Esta sociedad de la información y la tecnología esta, a mi humilde modo de ver, alienando a los niños, les esta conviertiendo en personas q no saben vivir sin la "ayuda" de la tecnología. El otro día oi a un niño decir q se aburria porque no se habia llevado la Play para jugar, en mis tiempos nunca nos aburriamos, ibamos a la calle a jugar (sea invierno o verano), o leiamos libros, o ibamos a casa de los amigos a jugar. Ahora les damos todo, les agobiamos con miles de actividades extraescolares y encima el poco tiempo q tienen no lo saben invertir mas q en "tecnología". Creo q nos estamos equivocando al hacer las cosas facilitando demasiado la vida de los peques.
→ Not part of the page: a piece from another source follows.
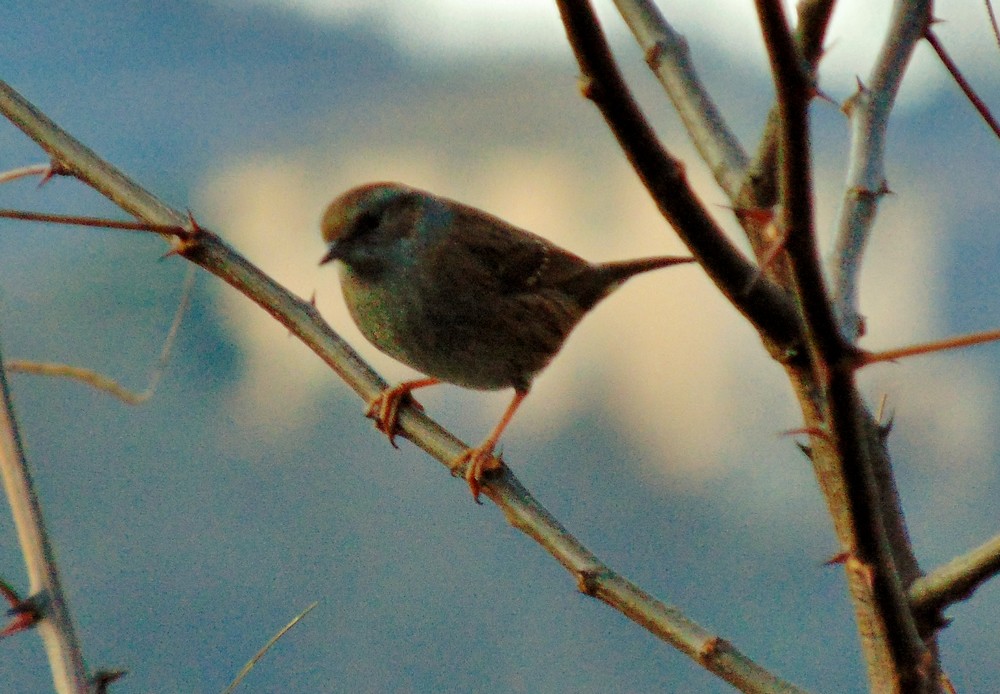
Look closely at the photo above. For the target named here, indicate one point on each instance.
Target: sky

Perdon si me he extendido demasiado.

Susana dijo...

Me ha encantado tu comentario Raquel, y va muy en la linea de lo que comentábamos en el curso.
Los niños tienen tanta saturación de información que luego nos quejamos de que no nos escuchan y es que crean una especie de escudo ante tal aluvión...
Antes leíamos más, pero también era porque teníamos menos cosas que hacer. Hoy tienen tanto que elgir... y la mayoría de lo que eligen es lo que requiere un menor esfuerzo: ver la tele, jugar a la play...

susana dijo...

Una gran verdad eso de que cada vez se habla menos con los niños. En realidad mucha de la gente que tiene hijos luego delega en otros para que se los cuiden , se los eduquen, se los entretengan y solo quieren que cuando esten con ellos "no molesten" y así le luce el pelo a esta sociedad en la que vivimos. Tengo la suerte de que a mi hija mayor lo que más le gusta es hacer manualidades... es feliz con una caja de cartulinas, unas tijeras y pegamento. Muchos padres no entienden como sus hijos no hacen los mismo, pero para que a un niño le gusten estas cosas lo que hay que hacer es "perder" mucho tiempo con ellos. Tengo la casa llena de sirenas echas con pinzas de la ropa, conejos hechos de pasta de papel, y mariposas colgadas de las lámparas. Pero creo que voy por el buen camino y el tiempo "perdido" lo doy por muy bien empleado aunque muchos no lo entiendan.
Yo también me he enrrollado mucho, pero es que este tema, me apasiona ;)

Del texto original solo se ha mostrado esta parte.